🤖 AI Summary
This work addresses the limited adoption of formal verification, which often requires expert-written annotations such as preconditions, postconditions, and loop invariants. To overcome this barrier, the authors propose a novel approach that leverages large language models (LLMs) in conjunction with assertions from test cases as static oracles to automatically generate Dafny verification annotations from code annotated with natural language comments. The method features an iterative refinement process guided by verifier feedback over multiple rounds and uniquely integrates multi-model LLM collaboration with a closed-loop verifier feedback mechanism. A VS Code plugin was developed to support practical deployment. Evaluated on 110 Dafny programs, the approach achieves a 98.2% annotation correctness rate within at most eight repair iterations. Empirical results highlight that proof-assistant-style annotation remains a key challenge for LLMs, while user feedback on the plugin was notably positive.
📝 Abstract
Recent verification tools aim to make formal verification more accessible to software engineers by automating most of the verification process. However, annotating conventional programs with the formal specification and verification constructs (preconditions, postconditions, loop invariants, auxiliary predicates and functions and proof helpers) required to prove their correctness still demands significant manual effort and expertise.
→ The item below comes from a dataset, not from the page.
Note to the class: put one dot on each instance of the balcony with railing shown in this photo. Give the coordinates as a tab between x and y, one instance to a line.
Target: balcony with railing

This paper investigates how LLMs can automatically generate such annotations for programs written in Dafny, a verification-aware programming language, starting from conventional code accompanied by natural language specifications (in comments) and test code. In experiments on 110 Dafny programs, a multimodel approach combining Claude Opus 4.5 and GPT-5.2 generated correct annotations for 98.2% of the programs within at most 8 repair iterations, using verifier feedback. A logistic regression analysis shows that proof-helper annotations contribute disproportionately to problem difficulty for current LLMs. Assertions in the test cases served as static oracles to automatically validate the generated pre/postconditions. We also compare generated and manual solutions and present an extension for Visual Studio Code to incorporate automatic generation into the IDE, with encouraging usability feedback.